Automatically route support tickets to appropriate teams, find similar past issues and their resolutions, and provide agents with relevant knowledge articles.

7. Fraud Detection

Identify unusual patterns by detecting transactions or behaviors that are semantically similar to known fraud cases.

8. Code Search

Find similar code snippets, detect duplicate or near-duplicate code, and search codebases using natural language descriptions of desired functionality.

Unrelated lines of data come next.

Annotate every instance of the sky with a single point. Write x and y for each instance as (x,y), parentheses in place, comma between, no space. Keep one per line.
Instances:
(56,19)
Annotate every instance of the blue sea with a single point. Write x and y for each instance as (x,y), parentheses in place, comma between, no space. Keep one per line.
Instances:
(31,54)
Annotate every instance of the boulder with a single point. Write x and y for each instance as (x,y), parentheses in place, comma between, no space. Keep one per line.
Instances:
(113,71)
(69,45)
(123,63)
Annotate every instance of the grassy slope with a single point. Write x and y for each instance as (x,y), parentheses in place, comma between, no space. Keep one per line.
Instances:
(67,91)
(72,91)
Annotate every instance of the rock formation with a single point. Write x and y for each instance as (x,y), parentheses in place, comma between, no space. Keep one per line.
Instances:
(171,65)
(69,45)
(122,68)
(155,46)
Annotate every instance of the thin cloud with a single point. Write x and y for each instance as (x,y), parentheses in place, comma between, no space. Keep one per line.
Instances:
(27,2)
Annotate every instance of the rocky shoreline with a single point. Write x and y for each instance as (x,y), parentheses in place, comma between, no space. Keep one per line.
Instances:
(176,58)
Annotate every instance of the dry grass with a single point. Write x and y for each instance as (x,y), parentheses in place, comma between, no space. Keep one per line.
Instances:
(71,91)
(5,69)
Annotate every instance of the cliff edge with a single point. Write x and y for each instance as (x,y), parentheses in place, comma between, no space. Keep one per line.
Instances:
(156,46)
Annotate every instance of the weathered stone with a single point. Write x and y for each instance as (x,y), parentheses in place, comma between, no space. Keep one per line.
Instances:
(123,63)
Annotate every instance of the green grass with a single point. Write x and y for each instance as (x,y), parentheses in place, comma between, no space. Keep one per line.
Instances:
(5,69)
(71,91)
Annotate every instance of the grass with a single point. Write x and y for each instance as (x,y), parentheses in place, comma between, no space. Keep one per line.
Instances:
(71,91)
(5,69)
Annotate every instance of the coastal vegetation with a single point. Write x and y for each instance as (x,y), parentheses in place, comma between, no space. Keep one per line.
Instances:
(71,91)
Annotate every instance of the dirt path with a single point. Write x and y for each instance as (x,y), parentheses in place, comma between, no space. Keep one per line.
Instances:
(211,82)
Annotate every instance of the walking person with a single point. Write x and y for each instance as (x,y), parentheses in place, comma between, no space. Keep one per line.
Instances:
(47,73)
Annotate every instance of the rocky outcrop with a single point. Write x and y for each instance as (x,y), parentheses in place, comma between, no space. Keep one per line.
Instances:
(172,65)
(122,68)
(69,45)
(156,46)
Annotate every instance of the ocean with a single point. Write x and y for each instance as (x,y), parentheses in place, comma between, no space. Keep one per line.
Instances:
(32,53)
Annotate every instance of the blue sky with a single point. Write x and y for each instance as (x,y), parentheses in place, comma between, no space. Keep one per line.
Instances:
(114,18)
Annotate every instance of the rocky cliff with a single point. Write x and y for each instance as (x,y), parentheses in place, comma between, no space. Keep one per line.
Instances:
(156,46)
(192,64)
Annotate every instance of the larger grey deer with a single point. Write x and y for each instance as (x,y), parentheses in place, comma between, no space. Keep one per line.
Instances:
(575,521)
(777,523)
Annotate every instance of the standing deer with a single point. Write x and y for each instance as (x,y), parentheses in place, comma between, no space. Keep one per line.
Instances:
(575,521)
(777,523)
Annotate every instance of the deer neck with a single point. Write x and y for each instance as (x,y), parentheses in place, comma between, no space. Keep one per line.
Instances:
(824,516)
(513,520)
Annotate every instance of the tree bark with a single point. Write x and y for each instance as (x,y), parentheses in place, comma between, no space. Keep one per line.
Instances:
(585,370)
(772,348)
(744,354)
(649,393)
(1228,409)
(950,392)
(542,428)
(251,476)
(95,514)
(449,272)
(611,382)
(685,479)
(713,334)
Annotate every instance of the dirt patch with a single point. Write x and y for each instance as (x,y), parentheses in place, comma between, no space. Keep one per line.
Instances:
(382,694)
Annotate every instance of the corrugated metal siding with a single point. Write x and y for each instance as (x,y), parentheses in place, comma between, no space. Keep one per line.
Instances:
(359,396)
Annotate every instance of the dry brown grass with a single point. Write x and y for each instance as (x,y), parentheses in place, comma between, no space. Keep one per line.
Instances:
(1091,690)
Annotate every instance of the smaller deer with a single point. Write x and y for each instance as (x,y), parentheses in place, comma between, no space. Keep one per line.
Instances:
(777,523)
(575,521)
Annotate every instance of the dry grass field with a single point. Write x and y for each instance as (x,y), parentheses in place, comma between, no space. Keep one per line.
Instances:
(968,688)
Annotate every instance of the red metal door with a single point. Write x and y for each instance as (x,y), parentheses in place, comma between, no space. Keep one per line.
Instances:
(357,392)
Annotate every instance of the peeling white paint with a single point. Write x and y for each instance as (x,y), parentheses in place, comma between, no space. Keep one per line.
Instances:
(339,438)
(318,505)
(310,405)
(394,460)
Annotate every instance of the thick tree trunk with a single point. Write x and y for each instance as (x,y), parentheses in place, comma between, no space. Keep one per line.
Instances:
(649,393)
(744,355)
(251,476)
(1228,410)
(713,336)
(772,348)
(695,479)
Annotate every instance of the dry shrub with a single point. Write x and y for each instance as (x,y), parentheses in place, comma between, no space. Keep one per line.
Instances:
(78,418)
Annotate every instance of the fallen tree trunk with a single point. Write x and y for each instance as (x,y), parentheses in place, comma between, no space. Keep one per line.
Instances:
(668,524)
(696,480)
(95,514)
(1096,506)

Performance Optimization Tips

1. Choose the Right Balance

For small datasets (< 10K): Use exact search
For large datasets (> 100K): Use approximate search with high accuracy settings
For real-time apps: Optimize for speed with acceptable accuracy trade-offs

2. Tune Approximate Search Parameters

Accuracy vs. Speed: Adjust parameters like ef_search (HNSW) or nprobe (IVF)
Index Build Time: Balance initial index construction time with query performance
Memory Usage: Consider index size vs. available memory

3. Optimize Vector Dimensions

Use dimensionality reduction (PCA, t-SNE) if needed
Choose models with appropriate dimension counts for your use case
Consider quantization to reduce memory footprint

4. Implement Caching

Cache frequently accessed embeddings
Pre-compute embeddings fUnderstanding Semantic Search: Vector Embeddings and Similarity Searchor static content
Use result caching for common queries

5. Batch Processing

Generate embeddings in batches for efficiency
Use batch search for multiple similar queries
Leverage GPU acceleration for large-scale embedding generation

The Future of Semantic Search

Semantic search continues to evolve rapidly:

Multimodal Models: Combining text, image, audio, and video in unified search
Improved Efficiency: Faster algorithms and better hardware acceleration
Smaller Models: Distilled models with comparable performance but lower resource requirements
Context-Aware Search: Better understanding of user intent and query context
Domain-Specific Models: More specialized embeddings for vertical applications
Real-Time Learning: Systems that continuously improve from user interactions
Privacy-Preserving Search: Encrypted embeddings and secure similarity computation

Semantic search, powered by vector embeddings and similarity search algorithms, represents a fundamental advancement in information retrieval. By understanding meaning rather than matching keywords, it enables more intuitive and powerful search experiences across diverse applications.

Key takeaways:

Vector embeddings capture semantic meaning in numerical form
Vector data naturally clusters by semantic similarity
Choose between exact search (accurate, slow) and approximate search (fast, highly accurate) based on your needs
Transformer-based embedding models provide state-of-the-art semantic understanding
Models can be pre-trained, custom-trained, or fine-tuned for specific domains
Embeddings can be generated externally or within databases using ONNX

Whether you're building a search engine, recommendation system, or AI-powered application, understanding these concepts is crucial for leveraging the full power of modern semantic search technologies.